La società ha sviluppato una piattaforma che riunisce soluzioni di identity-first access management, privileged access security, autenticazione senza password e controllo degli agenti AI a supporto delle dei settori mission-critical.
«La piattaforma Imprivata è adottata principalmente da organizzazioni operanti in settori caratterizzati da elevati requisiti di sicurezza, conformità normativa e continuità operativa – ha dichiarato Gilberto Bonutti, Regional Sales Manager & Head of Italy di Imprivata. Tra questi figurano sanità, industria manifatturiera, retail, servizi finanziari, Pubblica Amministrazione, utility, infrastrutture critiche.
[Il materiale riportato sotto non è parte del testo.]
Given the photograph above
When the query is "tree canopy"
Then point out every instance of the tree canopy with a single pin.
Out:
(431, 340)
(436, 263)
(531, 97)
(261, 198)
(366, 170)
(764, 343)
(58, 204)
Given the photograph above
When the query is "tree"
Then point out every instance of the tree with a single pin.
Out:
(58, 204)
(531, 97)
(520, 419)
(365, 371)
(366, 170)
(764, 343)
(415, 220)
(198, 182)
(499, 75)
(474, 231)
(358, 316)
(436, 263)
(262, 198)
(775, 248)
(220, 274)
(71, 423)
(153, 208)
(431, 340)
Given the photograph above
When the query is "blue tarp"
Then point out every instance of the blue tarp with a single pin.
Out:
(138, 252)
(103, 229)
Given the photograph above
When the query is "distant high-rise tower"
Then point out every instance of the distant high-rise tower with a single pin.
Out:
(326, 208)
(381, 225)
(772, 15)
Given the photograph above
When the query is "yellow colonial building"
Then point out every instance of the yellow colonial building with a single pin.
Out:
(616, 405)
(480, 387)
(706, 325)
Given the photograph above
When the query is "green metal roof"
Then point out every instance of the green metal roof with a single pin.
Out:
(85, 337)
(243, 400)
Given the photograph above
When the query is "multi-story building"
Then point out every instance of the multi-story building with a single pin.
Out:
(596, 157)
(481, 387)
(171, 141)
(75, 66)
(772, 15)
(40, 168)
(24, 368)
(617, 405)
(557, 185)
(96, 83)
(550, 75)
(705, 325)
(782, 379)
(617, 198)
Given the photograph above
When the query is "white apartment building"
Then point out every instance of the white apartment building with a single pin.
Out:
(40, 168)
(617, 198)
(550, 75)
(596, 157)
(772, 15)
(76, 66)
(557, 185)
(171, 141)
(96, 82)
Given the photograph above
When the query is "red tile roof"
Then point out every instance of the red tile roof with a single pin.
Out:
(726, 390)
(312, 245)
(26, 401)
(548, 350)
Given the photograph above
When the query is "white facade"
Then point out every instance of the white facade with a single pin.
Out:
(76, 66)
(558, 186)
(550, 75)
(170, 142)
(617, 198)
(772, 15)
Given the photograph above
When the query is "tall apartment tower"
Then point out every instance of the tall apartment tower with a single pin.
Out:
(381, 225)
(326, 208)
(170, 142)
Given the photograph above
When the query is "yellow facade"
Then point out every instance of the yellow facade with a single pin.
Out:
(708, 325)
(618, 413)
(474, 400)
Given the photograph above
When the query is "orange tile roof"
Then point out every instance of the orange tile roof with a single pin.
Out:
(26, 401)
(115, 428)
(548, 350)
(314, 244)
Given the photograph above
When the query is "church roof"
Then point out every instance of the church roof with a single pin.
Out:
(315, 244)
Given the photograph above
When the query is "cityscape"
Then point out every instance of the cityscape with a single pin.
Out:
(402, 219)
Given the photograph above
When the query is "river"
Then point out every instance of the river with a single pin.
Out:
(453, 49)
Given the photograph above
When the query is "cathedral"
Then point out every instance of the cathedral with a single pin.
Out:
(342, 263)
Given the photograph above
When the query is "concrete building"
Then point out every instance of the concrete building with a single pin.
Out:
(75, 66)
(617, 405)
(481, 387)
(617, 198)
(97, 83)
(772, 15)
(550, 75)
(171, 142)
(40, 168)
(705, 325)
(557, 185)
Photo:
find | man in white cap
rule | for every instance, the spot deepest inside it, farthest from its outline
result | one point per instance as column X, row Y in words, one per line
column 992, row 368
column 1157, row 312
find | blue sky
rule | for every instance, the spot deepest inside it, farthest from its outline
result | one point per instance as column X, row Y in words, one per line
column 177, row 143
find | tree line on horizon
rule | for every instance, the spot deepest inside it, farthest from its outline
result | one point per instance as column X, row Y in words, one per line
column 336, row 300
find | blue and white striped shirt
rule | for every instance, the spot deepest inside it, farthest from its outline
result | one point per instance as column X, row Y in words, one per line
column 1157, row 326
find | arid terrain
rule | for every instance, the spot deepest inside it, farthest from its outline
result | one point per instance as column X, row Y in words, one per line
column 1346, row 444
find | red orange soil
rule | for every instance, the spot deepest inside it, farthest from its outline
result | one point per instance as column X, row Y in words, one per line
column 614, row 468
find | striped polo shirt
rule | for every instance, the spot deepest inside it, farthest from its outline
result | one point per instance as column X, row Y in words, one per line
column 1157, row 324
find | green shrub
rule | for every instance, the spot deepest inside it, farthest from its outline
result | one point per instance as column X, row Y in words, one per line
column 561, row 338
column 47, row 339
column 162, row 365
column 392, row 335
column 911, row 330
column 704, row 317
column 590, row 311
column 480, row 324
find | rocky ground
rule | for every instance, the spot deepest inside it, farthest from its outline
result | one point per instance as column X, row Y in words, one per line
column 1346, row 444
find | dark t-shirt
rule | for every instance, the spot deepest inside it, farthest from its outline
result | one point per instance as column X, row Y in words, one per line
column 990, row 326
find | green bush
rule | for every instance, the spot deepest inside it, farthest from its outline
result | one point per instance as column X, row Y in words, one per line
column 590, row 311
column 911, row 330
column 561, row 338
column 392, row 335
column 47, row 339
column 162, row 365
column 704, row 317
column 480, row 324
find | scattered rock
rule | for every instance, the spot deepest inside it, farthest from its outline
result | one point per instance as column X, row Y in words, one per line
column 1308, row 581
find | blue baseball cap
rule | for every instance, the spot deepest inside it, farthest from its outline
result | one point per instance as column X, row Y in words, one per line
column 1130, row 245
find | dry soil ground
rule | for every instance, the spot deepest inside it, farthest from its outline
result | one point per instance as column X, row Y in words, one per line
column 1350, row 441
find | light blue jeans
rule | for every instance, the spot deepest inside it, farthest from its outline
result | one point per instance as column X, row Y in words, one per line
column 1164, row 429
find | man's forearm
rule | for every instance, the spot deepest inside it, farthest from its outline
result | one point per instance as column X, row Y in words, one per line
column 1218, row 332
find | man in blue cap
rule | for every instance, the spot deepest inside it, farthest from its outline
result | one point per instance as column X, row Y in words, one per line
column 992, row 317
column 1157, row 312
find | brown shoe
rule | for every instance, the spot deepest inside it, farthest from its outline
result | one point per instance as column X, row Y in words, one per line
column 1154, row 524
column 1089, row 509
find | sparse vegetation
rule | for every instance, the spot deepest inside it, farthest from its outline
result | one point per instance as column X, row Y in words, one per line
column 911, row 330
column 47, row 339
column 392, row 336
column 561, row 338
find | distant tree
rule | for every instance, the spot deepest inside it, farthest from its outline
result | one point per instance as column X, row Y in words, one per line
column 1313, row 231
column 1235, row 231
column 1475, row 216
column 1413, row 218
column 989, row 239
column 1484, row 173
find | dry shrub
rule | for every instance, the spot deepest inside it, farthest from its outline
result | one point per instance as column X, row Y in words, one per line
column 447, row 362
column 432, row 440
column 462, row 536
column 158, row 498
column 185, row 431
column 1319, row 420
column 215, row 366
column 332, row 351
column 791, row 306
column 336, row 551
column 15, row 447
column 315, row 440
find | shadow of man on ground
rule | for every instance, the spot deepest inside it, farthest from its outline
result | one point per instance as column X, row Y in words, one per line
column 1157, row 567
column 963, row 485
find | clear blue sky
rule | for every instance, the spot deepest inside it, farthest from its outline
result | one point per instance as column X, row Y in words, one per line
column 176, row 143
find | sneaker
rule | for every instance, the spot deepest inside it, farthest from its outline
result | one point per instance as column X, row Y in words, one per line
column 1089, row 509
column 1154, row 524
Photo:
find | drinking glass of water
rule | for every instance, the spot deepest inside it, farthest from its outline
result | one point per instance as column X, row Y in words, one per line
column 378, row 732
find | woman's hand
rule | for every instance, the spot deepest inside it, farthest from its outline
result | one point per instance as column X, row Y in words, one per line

In questi contesti, dove migliaia di utenti accedono quotidianamente ad applicazioni, workstation e dispositivi condivisi, Imprivata punta a semplificare l'accesso alle infrastrutture e alle applicazioni digitali, migliorando l’efficienza e l'esperienza utente e rafforzando la protezione delle identità».
Arriva anche la gestione dell’identità agentica
In occasione della presentazione di Imprivata alla stampa italiana, l’azienda ha presentato la linea di offerta, che comprende Enterprise Access Management (EAM), Mobile Access Management e Privileged Access Security, e l’ultima novità: l’ Agentic Identity Management, per proteggere e governare l’accesso degli agenti AI.
Le funzionalità di Imprivata permettono di orchestrare gli agenti AI come identità gestite all'interno del framework di identità e sicurezza dell'organizzazione. Gli agenti vengono autenticati applicando il principio del minimo privilegio, con un monitoraggio in tempo reale delle attività.
Più di 25 anni di attività
Fondata nel 2000, Imprivata è attiva nella gestione delle identità digitali, integrando gli aspetti di sicurezza, conformità normativa e di protezione degli ambienti IT.
Attualmente, supporta oltre 4mila società a livello globale, consentendo a più di 4 milioni di professionisti sanitari e altri utenti di utilizzare in modo sicuro i sistemi e le informazioni indispensabili per le proprie mansioni quotidiane.